Thomas puts a big hurtin' on Wake, Sox

Toronto 6, Sox 1
WP: McGowan (11-9)
LP: Wakefield (16-11)
HRs: TOR-Thomas, 3 (25)


Frank Thomas, Spring Training '07 (insert Jolly Green Giant joke here)

SUMMARY
Tim Wakefield got lit up for the third straight start and Big Frank Thomas clubbed three homers, two off of Wake, as the Jays handed the sputtering Sox their third loss in the last four games.

#1 STUNNER Thomas 3-4, 3R, 5RBI, 3HRs
There's a reason this guy was nicknamed the Big Hurt back in his MVP-winning heyday with the White Sox.

BTW, the last time he had three homers in a game? Sept 15, 1996 at Fenway against Wakefield. (cue the Twilight Zone theme please)

PAN's FAUN Wake 6IP, 7H, 4ER, 2BB, 2K, 2HRs
Much like Schill yesterday, the wily veteran wasn't horrible, but when your team is in the thick of the pennant race and you have the third-most wins in the majors, you gotta do better than that.

RECAP
At first I was upset that I forgot to set the DVR so I could watch this game after I got home from my son's LL game (they lost 16-7, but at least he played well).

So I when I got home just after nine and turned it on, I was expecting to see the Sox leading big in the fifth or sixth inning.

Then I was upset I watched any of it.

With an NL-esque run time of 2 hours and 13 minutes, I tuned in just in time to witness Jays DH Frank Thomas take Kyle Snyder yard in the 8th inning for what the TSN announcers informed me at the top of their lungs was BIG FRANK'S THIRD HOMER OF THE BALLGAME!

And I thought the game I had just come from was ugly.

For the third time in four games the Boston Red Sox played as if someone had a foot on their throats, taunting them with threats like " if you think you're gonna win the friggin divison this year you got another thing coming, you bunch of fucking Townie punks!"

While the Stankees were busy dropping 8 runs on the hapless Orioles, Boston's offense continued to do its best turtle impersonation, refusing to come out of its shell when everyone is staring at them waiting for it to happen.

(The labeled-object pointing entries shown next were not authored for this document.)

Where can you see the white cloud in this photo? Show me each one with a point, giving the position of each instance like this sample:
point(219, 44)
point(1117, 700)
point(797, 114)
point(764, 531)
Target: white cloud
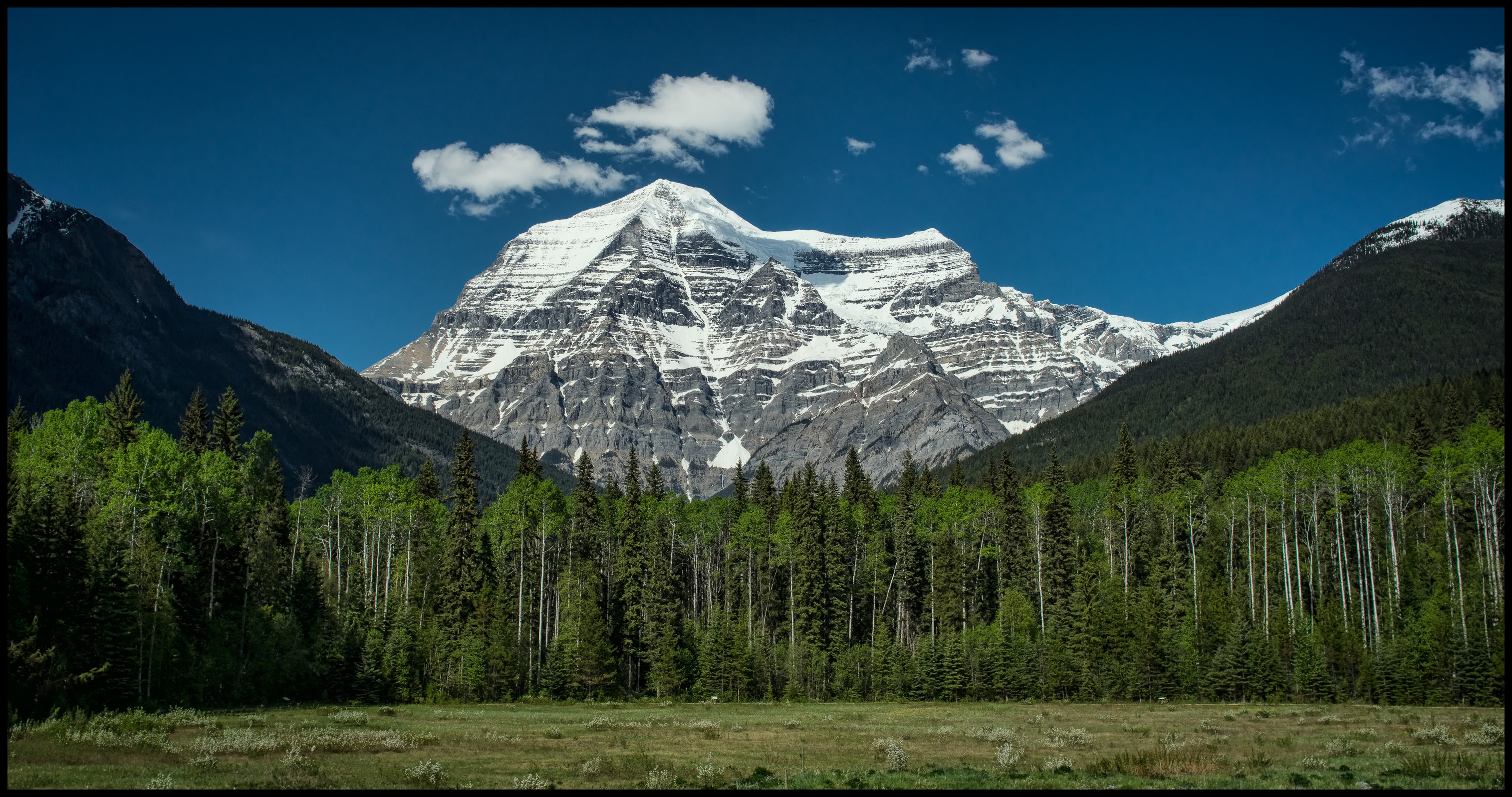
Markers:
point(1482, 84)
point(976, 59)
point(1457, 128)
point(508, 169)
point(967, 161)
point(924, 58)
point(684, 115)
point(1015, 149)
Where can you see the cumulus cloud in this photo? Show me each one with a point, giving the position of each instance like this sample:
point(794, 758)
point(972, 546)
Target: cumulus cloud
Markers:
point(1481, 85)
point(924, 58)
point(508, 169)
point(1457, 128)
point(683, 115)
point(976, 59)
point(967, 161)
point(1015, 149)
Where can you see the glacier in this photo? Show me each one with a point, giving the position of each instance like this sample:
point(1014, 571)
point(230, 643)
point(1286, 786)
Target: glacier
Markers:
point(666, 323)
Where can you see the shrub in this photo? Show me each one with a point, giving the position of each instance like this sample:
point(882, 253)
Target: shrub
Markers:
point(660, 780)
point(710, 772)
point(1059, 739)
point(531, 783)
point(1057, 764)
point(1434, 736)
point(897, 758)
point(1489, 736)
point(1008, 755)
point(1340, 748)
point(429, 774)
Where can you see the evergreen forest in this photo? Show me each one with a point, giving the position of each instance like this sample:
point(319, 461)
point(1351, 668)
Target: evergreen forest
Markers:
point(149, 568)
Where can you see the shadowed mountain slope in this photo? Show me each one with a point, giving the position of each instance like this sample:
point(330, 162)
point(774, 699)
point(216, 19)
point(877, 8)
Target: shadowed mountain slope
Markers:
point(82, 305)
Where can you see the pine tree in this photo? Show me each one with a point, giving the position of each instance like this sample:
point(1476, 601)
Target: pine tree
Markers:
point(528, 465)
point(427, 484)
point(952, 667)
point(858, 490)
point(194, 427)
point(765, 492)
point(1059, 539)
point(958, 475)
point(123, 409)
point(1266, 680)
point(809, 575)
point(1310, 670)
point(742, 489)
point(840, 541)
point(226, 434)
point(1419, 442)
point(655, 484)
point(1227, 673)
point(462, 577)
point(1496, 409)
point(1454, 412)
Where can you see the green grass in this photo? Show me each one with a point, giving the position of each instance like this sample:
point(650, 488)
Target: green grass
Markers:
point(768, 746)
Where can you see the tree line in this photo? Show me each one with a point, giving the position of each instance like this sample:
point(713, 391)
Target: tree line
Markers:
point(149, 569)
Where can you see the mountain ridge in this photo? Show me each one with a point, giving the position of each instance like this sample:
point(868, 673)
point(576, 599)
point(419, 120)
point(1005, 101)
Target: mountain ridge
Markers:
point(1417, 300)
point(84, 305)
point(666, 323)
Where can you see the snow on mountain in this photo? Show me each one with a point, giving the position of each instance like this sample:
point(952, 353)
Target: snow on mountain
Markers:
point(1446, 221)
point(667, 323)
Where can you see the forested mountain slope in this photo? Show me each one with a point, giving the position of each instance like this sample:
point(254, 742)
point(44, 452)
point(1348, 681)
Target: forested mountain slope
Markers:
point(1379, 317)
point(82, 305)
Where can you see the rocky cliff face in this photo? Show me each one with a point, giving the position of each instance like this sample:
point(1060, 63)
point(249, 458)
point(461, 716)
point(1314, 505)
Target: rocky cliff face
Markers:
point(666, 323)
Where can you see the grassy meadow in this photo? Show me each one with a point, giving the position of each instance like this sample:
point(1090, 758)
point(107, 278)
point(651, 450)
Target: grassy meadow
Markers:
point(649, 745)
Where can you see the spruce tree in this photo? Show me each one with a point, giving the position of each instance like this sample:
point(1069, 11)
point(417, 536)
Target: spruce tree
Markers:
point(427, 484)
point(226, 434)
point(460, 577)
point(1454, 413)
point(1227, 673)
point(858, 490)
point(1496, 409)
point(952, 667)
point(123, 409)
point(1059, 545)
point(194, 427)
point(655, 484)
point(742, 489)
point(528, 465)
point(809, 575)
point(840, 545)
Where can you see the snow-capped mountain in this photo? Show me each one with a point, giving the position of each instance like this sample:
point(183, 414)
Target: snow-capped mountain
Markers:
point(666, 323)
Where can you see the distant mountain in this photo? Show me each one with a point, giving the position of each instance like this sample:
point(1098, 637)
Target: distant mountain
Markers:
point(82, 305)
point(667, 324)
point(1420, 298)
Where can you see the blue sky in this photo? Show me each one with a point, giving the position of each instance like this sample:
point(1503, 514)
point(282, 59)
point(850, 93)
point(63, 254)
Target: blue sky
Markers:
point(1189, 164)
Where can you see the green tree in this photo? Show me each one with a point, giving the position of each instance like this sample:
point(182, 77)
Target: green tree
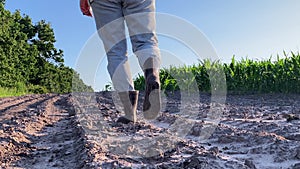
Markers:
point(28, 56)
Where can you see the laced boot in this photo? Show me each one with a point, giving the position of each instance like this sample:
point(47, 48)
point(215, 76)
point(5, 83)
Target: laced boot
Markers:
point(129, 100)
point(152, 100)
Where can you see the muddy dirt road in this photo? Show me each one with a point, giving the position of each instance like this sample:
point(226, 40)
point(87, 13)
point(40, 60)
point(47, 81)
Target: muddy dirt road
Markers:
point(79, 131)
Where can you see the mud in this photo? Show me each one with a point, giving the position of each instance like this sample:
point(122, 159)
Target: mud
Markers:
point(79, 130)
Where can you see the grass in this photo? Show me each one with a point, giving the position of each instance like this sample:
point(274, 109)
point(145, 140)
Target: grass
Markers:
point(9, 92)
point(245, 76)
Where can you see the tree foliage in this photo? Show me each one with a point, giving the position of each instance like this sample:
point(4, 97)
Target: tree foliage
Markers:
point(28, 56)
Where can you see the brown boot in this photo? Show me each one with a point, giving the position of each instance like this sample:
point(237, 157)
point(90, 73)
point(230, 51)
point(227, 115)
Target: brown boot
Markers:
point(129, 101)
point(152, 100)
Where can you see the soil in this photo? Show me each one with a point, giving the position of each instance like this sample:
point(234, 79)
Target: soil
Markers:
point(79, 130)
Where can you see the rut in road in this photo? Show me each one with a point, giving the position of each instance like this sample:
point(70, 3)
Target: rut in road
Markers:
point(38, 132)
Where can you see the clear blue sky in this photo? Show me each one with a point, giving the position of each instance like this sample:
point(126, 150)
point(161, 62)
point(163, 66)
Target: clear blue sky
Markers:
point(254, 29)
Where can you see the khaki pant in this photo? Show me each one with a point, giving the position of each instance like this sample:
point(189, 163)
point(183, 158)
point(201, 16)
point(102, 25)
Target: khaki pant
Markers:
point(112, 17)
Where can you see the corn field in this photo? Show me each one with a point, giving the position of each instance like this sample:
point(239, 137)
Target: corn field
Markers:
point(245, 76)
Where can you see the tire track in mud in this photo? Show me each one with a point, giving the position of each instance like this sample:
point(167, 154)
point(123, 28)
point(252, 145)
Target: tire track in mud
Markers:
point(40, 133)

And now the division lead is down to 3 1/2 games.

Magic number? Hah! How 'bout a magic potion to end this nauseating free fall into David Lynch-land?

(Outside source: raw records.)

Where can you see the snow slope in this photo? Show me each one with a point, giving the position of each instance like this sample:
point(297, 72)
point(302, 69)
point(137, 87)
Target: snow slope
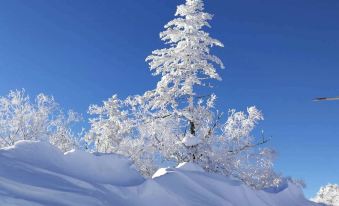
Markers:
point(36, 173)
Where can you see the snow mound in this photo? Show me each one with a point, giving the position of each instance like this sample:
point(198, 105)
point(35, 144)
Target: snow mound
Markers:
point(37, 174)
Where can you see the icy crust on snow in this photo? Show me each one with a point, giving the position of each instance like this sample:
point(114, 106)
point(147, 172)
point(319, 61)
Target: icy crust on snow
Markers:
point(36, 174)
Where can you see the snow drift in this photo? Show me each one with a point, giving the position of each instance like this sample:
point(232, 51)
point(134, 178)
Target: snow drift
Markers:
point(36, 174)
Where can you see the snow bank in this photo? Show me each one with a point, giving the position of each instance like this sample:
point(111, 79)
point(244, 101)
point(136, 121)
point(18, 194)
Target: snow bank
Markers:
point(36, 174)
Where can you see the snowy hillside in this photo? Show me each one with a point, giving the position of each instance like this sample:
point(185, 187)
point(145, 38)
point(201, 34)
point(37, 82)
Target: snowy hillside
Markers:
point(35, 174)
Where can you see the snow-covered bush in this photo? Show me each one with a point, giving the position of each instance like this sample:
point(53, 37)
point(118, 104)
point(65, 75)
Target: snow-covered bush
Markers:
point(41, 119)
point(328, 195)
point(173, 124)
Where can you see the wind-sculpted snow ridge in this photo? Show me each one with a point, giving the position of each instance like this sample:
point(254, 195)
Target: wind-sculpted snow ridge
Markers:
point(36, 174)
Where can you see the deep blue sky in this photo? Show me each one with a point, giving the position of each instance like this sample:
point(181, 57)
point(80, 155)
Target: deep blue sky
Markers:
point(279, 55)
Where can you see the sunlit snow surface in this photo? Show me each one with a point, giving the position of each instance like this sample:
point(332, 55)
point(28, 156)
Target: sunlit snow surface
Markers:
point(35, 174)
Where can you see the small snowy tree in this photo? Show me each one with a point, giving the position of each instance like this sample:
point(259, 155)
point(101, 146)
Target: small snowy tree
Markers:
point(328, 195)
point(173, 124)
point(22, 119)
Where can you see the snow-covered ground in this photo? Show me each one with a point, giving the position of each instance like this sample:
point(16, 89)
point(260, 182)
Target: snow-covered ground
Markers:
point(36, 173)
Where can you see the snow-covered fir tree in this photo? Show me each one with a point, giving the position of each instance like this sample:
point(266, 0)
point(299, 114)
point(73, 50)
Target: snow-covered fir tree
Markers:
point(328, 195)
point(41, 119)
point(172, 123)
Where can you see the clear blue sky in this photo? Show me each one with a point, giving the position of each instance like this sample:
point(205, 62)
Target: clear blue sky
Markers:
point(279, 55)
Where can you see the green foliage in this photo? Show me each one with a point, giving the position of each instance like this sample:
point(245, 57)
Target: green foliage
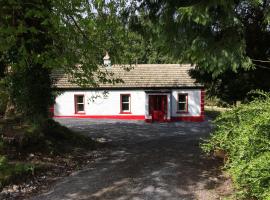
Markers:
point(3, 97)
point(227, 40)
point(12, 172)
point(243, 133)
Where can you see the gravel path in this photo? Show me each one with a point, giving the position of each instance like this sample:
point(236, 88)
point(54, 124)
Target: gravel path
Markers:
point(143, 161)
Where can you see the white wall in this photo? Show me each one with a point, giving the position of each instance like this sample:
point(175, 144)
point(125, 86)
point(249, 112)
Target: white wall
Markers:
point(194, 102)
point(98, 103)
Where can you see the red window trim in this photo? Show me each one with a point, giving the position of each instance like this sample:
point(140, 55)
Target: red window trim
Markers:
point(75, 104)
point(121, 109)
point(182, 111)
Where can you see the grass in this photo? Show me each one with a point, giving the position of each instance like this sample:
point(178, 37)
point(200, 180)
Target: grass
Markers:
point(18, 140)
point(11, 172)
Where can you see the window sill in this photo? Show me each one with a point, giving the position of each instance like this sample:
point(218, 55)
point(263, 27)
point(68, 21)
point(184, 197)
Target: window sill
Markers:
point(125, 113)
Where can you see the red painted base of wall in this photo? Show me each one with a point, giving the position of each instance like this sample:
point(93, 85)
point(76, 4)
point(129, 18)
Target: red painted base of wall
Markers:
point(124, 117)
point(189, 119)
point(134, 117)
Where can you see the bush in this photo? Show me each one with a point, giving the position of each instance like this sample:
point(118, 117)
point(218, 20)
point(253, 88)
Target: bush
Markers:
point(13, 172)
point(244, 134)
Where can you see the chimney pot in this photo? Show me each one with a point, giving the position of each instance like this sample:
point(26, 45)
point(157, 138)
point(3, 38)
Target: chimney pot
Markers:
point(106, 60)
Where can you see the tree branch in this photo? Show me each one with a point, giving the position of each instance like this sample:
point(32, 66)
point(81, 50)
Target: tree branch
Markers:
point(263, 61)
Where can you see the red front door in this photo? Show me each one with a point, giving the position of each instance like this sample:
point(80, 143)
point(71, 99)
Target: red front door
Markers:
point(158, 107)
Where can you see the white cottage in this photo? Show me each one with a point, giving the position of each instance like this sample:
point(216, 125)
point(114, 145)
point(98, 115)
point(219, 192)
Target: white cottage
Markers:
point(150, 92)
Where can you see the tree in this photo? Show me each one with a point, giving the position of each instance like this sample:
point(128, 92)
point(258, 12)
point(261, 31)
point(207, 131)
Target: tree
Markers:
point(221, 37)
point(38, 36)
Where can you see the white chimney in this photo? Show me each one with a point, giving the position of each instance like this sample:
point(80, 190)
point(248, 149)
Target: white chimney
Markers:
point(106, 60)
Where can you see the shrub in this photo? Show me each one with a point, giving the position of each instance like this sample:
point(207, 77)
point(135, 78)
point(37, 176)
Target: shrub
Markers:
point(13, 172)
point(244, 134)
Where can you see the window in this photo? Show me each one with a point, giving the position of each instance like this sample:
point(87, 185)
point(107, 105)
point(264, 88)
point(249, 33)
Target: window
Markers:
point(125, 103)
point(182, 102)
point(79, 104)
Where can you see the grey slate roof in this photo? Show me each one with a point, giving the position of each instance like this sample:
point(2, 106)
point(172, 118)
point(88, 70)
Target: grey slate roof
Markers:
point(139, 76)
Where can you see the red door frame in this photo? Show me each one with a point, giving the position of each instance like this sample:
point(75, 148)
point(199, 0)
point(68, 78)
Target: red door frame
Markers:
point(158, 114)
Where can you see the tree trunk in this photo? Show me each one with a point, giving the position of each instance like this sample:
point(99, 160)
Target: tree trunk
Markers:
point(10, 110)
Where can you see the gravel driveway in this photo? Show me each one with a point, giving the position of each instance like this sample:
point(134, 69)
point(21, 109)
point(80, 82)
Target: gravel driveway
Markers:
point(143, 161)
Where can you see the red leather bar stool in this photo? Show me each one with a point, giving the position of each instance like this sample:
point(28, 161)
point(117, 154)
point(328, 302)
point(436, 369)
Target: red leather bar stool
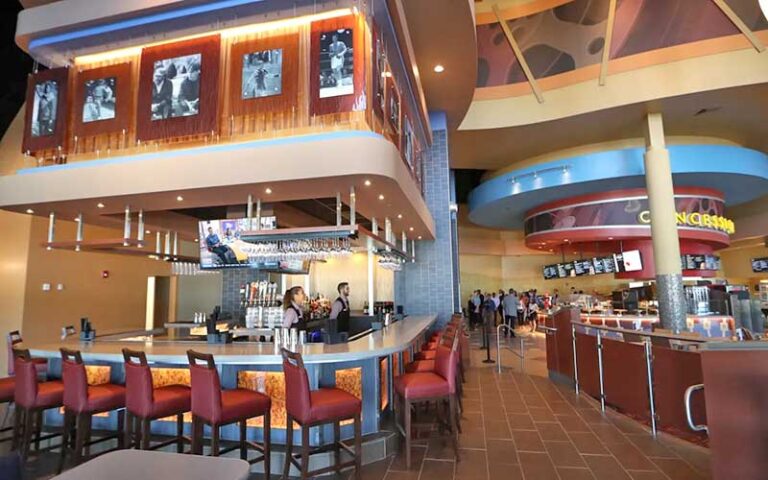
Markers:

I didn't see the game, save for one homer run in the 8th, so I'm not going to bother analyzing it from low lights and box scores. Bottom line is Wakefield has continued to fall apart since a minor back injury caused Clay Buchholz to make history, allowing 26 hits and 17 earned runs in his last three starts covering just 12 2/3 innings for an atrocious 12.08 ERA.

And the offense, after failing to cash in on numerous scoring opportunities while losing 2 of 3 to New York over the weekend, continued it's dreary stretch where it's been either feast--scoring 10 twice, 13, and 16 runs--or famine--averaging just over four runs in the rest of the games--this month.

Tonight Boston managed just five hits, two by RSN poster boy Jacoby Ellsbury, who atoned for his first hitless game last night since his callup on the 1st, and just one run batted in, that coming of course off the bat of Professional Hitter/RBI machine Mike Lowell.

That's it. One run and five knocks. Against Toronto's talented-yet-raw righty Dustin McGowan, whom the Sox tuned up for six runs and eighth hits in five innings of a 9-4 Boston win in mid July.

So it's come to this. Boston, after enjoying a seemingly insurmountable 14 1/2 game lead way back in May now has to keep winning in order to ensure they wear their first division crown since the mid-ninties.

Because suddenly that magic number is looking more like a warning light.